The Halegan field with an estimated 351 billion cubic meters of gas in place, and Sefid Baghoun, with estimated in-place reserves of 170 Bcm, are in the southern province of Fars and are among recent gas discoveries. The two fields will produce 19,000 Mcf/d of gas.
Fakour said the move to hand over the project to Khatam al-Anbiya followed an order by Oil Minister Masoud Mirkazemi to skip the usual protocols for signing oil and gas contracts. “The oil minister has given some authorities to different companies so that those contractors with good financial capacities can take part in the projects without carrying out formalities,” he said.
Khatam al-Anbiya Headquarters has an overwhelming presence in Iran’s energy and infrastructure sectors with billions of dollars of projects in Iran, a position that was reinforced after foreign contractors pulled out as a result of international sanctions on Iran.
The US has placed Khatam al-Anbiya on its list of banned Iranian companies it says are suspected of involvement in nuclear proliferation efforts. The US State Department in 2007 identified Khatam al-Anbiya as one of two key Iranian entities that it said raised proliferation concerns and banned all dealings with them.
In an interview with the semi-official Fars news agency April 24, Revolutionary Guard Commander Mohammad Ali Jafari said the group’s involvement in economic activities “is not for profit.”
“The Guard’s duty is to protect the [1979 Islamic] revolution in all areas including from economic threats…these countries [foreign companies] were sent to our country to waste our time and the Guard entered this arena after foreign companies left the job,” Jafari said.

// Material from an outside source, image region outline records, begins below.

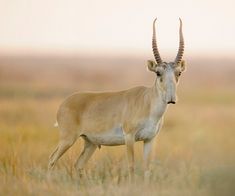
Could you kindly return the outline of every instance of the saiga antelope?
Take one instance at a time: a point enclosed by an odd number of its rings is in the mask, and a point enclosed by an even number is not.
[[[176,103],[176,87],[185,70],[182,61],[184,39],[182,21],[179,28],[179,49],[174,62],[163,62],[157,47],[153,22],[152,49],[155,61],[148,69],[156,74],[152,87],[138,86],[119,92],[76,93],[65,99],[57,113],[60,142],[50,156],[48,169],[74,144],[84,139],[84,149],[75,168],[81,175],[84,165],[97,147],[126,145],[130,177],[134,174],[134,143],[144,143],[145,175],[149,170],[150,152],[159,132],[168,104]]]

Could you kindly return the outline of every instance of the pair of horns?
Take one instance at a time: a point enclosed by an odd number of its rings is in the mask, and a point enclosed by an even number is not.
[[[155,20],[153,21],[152,48],[153,48],[153,54],[154,54],[155,60],[157,61],[157,64],[161,64],[162,59],[161,59],[160,53],[158,51],[157,41],[156,41],[156,30],[155,30],[156,20],[157,20],[157,18],[155,18]],[[183,32],[182,32],[182,20],[180,18],[179,18],[179,20],[180,20],[180,29],[179,29],[180,41],[179,41],[178,53],[177,53],[177,56],[175,58],[175,64],[178,64],[178,63],[181,62],[183,54],[184,54],[184,37],[183,37]]]

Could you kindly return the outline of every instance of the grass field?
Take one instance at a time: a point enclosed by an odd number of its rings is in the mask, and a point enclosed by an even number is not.
[[[61,101],[77,90],[151,85],[154,77],[143,62],[133,71],[134,62],[122,69],[117,60],[111,68],[80,66],[85,60],[69,61],[68,67],[31,61],[3,59],[0,64],[0,195],[235,194],[235,61],[222,66],[221,59],[215,64],[190,60],[179,102],[168,108],[156,138],[148,184],[143,182],[141,142],[135,148],[135,183],[128,183],[123,146],[97,150],[86,180],[79,182],[73,164],[81,139],[60,159],[52,179],[46,177],[48,157],[58,142],[53,124]]]

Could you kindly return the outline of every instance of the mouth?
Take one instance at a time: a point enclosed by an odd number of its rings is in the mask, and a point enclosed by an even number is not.
[[[167,104],[175,104],[175,101],[168,101]]]

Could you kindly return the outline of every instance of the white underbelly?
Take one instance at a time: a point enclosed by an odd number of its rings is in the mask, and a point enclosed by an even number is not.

“Today, we only take those projects that domestic companies are not capable of carrying out or those which are in border or other sensitive areas where there are security issues,” he added.
Jafari said it was forbidden for the Guard to participate in “small and medium projects as well as the projects under Toman 100 billion ($90 million).”
Iran has the world’s second-largest gas reserves after Russia but its production is still far below its full capacity, largely because of the departure of foreign contractors discouraged from investing in Iran’s energy sector by a spate of international sanctions designed to force Tehran to halt its uranium enrichment program.
The government has said it intends to fast-track gas production in order to meet rising domestic demand and boost exports.